According to Rich Gess of Home Depot (retired), “The project really developed through a partnership in the greatest sense of the word through QCP, the NYRP, and our Home Depot partners.”
Fiskars Corporation, The Home Depot Foundation, and Scotts Company pitched in to fund the project. The new plans call for eleven raised beds, with three of the beds being wheelchair accessible; a picnic area; and accessible paths that will be lined with flowers and ornamentals. All construction materials and plantings have been donated by The Scotts Company, Pavestone, Quikrete Company, Bonnie Plants, Stinchcomb and Hopewell Nurseries, Sheds USA and Rubbermaid.
Construction began on May 7 and was completed on May 10. Forty-five volunteers from Home Depot’s “Team Depot” assisted in the building of the Giving Garden.

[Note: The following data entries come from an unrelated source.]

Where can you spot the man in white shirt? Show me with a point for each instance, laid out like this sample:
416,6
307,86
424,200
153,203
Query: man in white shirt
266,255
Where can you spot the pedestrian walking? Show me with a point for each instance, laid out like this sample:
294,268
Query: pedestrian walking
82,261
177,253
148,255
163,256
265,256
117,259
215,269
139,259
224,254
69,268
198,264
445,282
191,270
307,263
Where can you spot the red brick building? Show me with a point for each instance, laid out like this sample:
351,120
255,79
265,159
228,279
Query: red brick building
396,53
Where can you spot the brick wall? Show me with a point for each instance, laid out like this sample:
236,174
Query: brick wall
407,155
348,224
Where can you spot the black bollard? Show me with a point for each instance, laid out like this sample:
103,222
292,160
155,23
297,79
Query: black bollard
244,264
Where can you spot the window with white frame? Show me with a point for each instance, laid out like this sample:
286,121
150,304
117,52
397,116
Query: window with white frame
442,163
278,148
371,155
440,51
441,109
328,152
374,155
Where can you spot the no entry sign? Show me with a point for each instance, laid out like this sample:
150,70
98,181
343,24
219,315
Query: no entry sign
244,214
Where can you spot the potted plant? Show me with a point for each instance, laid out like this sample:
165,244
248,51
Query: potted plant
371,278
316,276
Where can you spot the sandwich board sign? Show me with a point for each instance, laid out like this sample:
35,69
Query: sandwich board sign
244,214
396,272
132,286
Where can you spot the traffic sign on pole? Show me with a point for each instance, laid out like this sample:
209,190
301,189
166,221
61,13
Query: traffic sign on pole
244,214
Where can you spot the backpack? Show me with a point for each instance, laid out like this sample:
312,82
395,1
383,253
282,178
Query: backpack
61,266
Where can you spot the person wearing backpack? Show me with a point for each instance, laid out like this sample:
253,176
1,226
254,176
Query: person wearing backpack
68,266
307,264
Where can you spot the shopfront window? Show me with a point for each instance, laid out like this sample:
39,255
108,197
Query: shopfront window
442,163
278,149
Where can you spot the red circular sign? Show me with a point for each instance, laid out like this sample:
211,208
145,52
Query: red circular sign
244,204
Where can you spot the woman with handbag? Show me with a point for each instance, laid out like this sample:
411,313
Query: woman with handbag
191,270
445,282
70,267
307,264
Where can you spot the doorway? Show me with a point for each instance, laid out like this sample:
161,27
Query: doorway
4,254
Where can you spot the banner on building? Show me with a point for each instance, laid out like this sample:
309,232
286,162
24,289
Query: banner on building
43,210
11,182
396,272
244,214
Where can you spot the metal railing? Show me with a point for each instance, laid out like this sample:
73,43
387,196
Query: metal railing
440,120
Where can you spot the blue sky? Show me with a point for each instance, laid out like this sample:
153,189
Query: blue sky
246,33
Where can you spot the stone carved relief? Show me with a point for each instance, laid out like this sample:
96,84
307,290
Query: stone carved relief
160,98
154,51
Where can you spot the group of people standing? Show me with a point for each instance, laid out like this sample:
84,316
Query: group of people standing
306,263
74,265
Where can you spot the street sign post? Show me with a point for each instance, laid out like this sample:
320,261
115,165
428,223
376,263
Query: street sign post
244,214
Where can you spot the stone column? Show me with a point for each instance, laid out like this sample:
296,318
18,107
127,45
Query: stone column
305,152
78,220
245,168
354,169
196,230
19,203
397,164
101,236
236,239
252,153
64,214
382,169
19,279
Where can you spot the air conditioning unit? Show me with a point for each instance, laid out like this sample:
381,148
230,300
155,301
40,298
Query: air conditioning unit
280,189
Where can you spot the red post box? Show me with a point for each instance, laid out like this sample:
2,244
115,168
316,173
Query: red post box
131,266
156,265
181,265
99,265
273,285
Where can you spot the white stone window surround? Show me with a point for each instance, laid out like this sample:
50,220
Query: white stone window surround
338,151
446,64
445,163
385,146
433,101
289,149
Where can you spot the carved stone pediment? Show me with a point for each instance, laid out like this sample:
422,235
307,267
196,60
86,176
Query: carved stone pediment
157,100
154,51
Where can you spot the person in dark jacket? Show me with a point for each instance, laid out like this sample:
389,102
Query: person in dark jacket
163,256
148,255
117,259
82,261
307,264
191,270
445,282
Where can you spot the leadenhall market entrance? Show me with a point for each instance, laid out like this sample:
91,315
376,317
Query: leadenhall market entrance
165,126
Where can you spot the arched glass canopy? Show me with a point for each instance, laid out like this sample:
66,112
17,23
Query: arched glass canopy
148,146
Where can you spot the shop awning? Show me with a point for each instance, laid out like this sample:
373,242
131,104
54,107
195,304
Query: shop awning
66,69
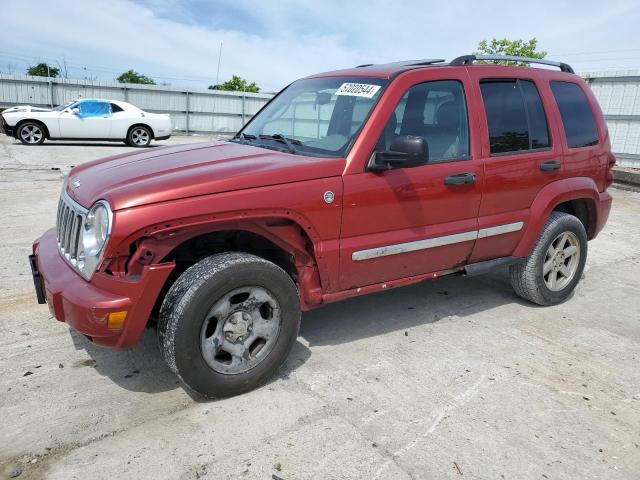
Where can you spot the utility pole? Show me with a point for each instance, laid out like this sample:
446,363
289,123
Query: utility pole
213,114
219,60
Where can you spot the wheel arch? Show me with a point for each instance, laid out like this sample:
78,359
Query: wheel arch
33,120
141,124
280,240
577,196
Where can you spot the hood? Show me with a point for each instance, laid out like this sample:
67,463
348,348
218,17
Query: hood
167,173
25,108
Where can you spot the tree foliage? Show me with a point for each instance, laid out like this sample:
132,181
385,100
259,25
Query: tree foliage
504,46
237,84
131,76
43,70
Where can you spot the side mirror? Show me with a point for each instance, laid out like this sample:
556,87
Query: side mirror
405,152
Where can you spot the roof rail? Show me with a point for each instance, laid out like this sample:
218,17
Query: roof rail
407,63
469,59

The garden will operate during the traditional growing season, starting in May and ending in October. The garden will also operate on a limited basis during winter months, and will be available to QCP residents and staff year-round.
All QCP program participants, residents, and staff will be welcome to contribute their talents to the upkeep and cultivation of the garden. Planned food crops include garlic (a winter planting), peppers, tomatoes, string beans, hot peppers, collard greens, eggplant, and cucumbers.
Surplus produce will go to local food banks, which led to the name “The Giving Garden.”
Jason Sheets of the New York Restoration Project spoke about the some of the benefits the Giving Garden will provide: “The plan is to benefit the day residents and full-time residents of QCP. They had a couple of raised-bed gardens in the complex, which was very popular, so they wanted to use this wide-open space to create more room for vegetable gardens, for folks to come in and use the beds as horticultural therapy.”
The garden will serve a multitude of functions. As Ms. Pionegro says, “We have some “farmers” here already, and are looking forward to teaching others to plant, tend, and donate the veggies. We are also teaching a sustainable, healthy life style. The Individuals we support will grow vegetables for their own use, and donate to those who cannot afford to buy them. It’s all about the give back.”
There are also plans in the work to make the garden available to the general public, possibly through farmer’s markets, garden-to-table dinners and through assistance maintaining the garden and grounds. As Ms. Pionegro says, “Something this beautiful is meant to be shared.”